I have centered others even though my mother did her best to raise me with the core and foundational belief that I was capable and could do whatever I wanted to do. She knew she needed to counter my father’s verbal abuse and emotional unavailability and the absence of that, so she tried.
And yet, we learn from our parents’ actions even when they tell us to “believe as I say and not as I do.”
I consider now the ways in which I learned co-dependency and enabling, and the normalcy of instability and chaos in a relationship, with the woman over-extending and over-giving in a relationship, with the man owning no accountability.
This is how I was raised. This is what I saw. I have gravitated to those traits in my partnerships as well.
I think this is part of it. The other obvious factor is that we live in a patriarchal society, where men are taught that they are the Subject, the one to be focused on.

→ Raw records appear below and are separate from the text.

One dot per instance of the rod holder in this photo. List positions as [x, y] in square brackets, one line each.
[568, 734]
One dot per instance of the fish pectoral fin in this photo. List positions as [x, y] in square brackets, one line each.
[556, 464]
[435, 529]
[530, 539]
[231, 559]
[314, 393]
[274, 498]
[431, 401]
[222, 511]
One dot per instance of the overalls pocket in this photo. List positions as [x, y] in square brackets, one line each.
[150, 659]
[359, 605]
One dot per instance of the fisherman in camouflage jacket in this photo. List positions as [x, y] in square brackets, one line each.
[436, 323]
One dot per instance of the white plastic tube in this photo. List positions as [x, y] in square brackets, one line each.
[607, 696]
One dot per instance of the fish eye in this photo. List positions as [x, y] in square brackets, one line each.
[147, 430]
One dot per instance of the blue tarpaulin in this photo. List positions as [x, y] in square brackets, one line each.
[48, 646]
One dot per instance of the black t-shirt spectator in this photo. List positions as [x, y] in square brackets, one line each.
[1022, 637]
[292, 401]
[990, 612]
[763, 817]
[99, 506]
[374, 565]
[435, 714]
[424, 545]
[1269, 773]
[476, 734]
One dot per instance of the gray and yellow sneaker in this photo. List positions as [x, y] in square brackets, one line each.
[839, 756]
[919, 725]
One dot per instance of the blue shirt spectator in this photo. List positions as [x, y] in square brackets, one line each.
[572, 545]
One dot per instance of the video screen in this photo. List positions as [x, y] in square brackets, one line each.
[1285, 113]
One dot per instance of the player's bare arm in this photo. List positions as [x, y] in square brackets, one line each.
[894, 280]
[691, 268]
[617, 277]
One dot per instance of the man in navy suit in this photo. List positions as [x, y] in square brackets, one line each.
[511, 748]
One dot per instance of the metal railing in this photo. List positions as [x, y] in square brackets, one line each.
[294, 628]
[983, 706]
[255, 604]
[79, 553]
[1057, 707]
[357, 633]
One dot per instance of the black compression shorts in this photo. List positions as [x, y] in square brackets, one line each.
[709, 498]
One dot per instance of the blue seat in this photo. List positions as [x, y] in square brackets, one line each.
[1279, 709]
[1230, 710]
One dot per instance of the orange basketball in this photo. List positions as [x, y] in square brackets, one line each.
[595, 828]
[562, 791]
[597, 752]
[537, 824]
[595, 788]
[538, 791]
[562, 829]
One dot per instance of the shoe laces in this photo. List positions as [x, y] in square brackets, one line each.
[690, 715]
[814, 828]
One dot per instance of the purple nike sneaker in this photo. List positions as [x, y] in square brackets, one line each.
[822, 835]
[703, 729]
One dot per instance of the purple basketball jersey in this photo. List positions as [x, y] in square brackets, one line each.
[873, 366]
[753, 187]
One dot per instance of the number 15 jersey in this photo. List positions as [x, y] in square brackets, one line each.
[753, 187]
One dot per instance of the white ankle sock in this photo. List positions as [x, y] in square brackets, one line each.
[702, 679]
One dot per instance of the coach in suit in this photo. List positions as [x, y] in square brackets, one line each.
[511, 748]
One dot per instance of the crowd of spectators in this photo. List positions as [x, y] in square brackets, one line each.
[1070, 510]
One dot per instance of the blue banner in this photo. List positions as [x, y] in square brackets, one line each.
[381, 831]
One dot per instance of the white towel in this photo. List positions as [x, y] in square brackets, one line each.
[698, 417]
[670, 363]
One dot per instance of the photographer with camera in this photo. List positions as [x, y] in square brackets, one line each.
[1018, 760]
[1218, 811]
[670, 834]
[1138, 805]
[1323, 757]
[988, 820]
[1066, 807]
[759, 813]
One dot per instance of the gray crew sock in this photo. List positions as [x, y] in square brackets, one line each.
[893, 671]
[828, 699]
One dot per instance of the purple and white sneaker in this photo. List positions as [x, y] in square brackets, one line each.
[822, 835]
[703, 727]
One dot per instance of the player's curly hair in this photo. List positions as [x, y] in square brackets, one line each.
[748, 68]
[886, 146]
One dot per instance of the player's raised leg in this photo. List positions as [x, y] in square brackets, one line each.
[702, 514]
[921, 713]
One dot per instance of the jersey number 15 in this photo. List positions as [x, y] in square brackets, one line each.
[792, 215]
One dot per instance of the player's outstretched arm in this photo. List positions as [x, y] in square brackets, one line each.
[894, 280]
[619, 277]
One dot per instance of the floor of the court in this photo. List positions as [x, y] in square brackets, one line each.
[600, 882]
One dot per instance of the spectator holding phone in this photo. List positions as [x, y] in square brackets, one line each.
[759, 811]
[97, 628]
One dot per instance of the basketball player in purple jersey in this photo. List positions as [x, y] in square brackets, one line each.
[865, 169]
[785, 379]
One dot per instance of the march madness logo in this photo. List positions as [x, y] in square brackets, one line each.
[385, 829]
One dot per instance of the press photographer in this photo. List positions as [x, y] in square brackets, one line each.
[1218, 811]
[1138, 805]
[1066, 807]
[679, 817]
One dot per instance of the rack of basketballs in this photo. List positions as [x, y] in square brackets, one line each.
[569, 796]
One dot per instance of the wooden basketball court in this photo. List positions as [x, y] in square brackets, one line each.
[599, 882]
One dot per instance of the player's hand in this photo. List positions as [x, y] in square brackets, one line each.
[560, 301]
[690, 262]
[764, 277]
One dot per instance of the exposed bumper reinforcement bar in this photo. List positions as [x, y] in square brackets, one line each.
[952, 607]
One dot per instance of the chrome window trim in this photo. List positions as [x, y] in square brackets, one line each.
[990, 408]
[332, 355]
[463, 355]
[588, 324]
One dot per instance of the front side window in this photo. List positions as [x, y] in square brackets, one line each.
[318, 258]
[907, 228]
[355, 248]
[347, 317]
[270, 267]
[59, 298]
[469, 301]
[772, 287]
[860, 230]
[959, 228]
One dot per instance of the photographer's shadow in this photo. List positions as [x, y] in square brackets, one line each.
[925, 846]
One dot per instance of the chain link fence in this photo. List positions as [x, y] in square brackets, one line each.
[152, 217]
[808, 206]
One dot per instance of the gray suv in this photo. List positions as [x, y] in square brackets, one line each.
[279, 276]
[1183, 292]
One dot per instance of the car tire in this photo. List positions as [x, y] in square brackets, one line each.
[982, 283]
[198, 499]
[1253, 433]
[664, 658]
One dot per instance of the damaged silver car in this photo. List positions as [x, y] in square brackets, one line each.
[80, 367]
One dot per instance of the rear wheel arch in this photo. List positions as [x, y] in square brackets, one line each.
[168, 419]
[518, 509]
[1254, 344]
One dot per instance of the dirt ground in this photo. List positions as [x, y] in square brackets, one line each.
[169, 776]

However, unintentionally and however much we are unaware of that, we are raised in/influenced by these cultures.
This culture: where we expect little girls to prefer dolls and imagine “playing house” scenarios, where we cook and clean and caretake for another. We do this from the time we are so small that we probably don’t even remember a time when we didn’t have these internalized messages.
Whereas, the little boys were often the ones who play the action packed games: trucks and building and fighting. The one who took action. Who focused on themselves.
Now, I am not saying this is always the case, and certainly I am delighted to see it changing with more progressive and open-minded parents who don’t just stick to or adhere to traditional gender roles in the ways that their children are growing up…allowing them to play with whatever they want.
Still, these “traditional gender norm” messages run pretty strong in our culture and society. And even if you are a parent who desperately tries to push against them with your kids, we simply cannot be cognizant of all the ways in which our kids otherwise receive these messages: commercials, school classrooms, the playground, sleepover at a friend’s house, etc.
I know that I did.
And now, at this point in my life, 40, single and childless, it’s amazing to me: I am just now starting to come into my own skin, to recognize that I am the one worth prioritizing.
Because even though I have no partner or children, I will still (sometimes overly) focused on others—my students, my friends, my neighbors.
All of that is well and good, to an extent.
But not when I forget to give love and care to me, to neglect myself. Which I have. Which I do.
My friend and I were talking about this the other night, as we were reflecting on how even good men [usually] don’t have to be taught to prioritize themselves, to center their own needs, and to be focused on their own boundaries.
Not all men, certainly. But enough. A majority.
So, as a middle-aged woman, I finally realize, as I responded to another’s social media post the other day—
I am my own best thing.
I am the great love of my life.
I have said this before, but it is worth repeating. Because, for many of us women, we are unlearning decades of internalized and external messages.
We are going against the grain of what society teaches us. Swimming against the current.
I feel that I was made to be childless and partner-less at this point in my life so that I could intentionally focus on my own healing and growth.
I am a very loving and generous person. Thoughtful, considerate, empathetic and compassionate. I know this about myself; others have noted it often.
I am very good at doing that for other people.
But I am still learning to do that myself. I often feel that I am in my infancy in this area of my life. Sometimes I suck at it, to be quite frank.
But I am trying. My mother never could. I strive to be different, the way I was taught and she would want me to be. The healthier way.
That is part of my healing journey.
I am learning to wander alone, to be solivagant.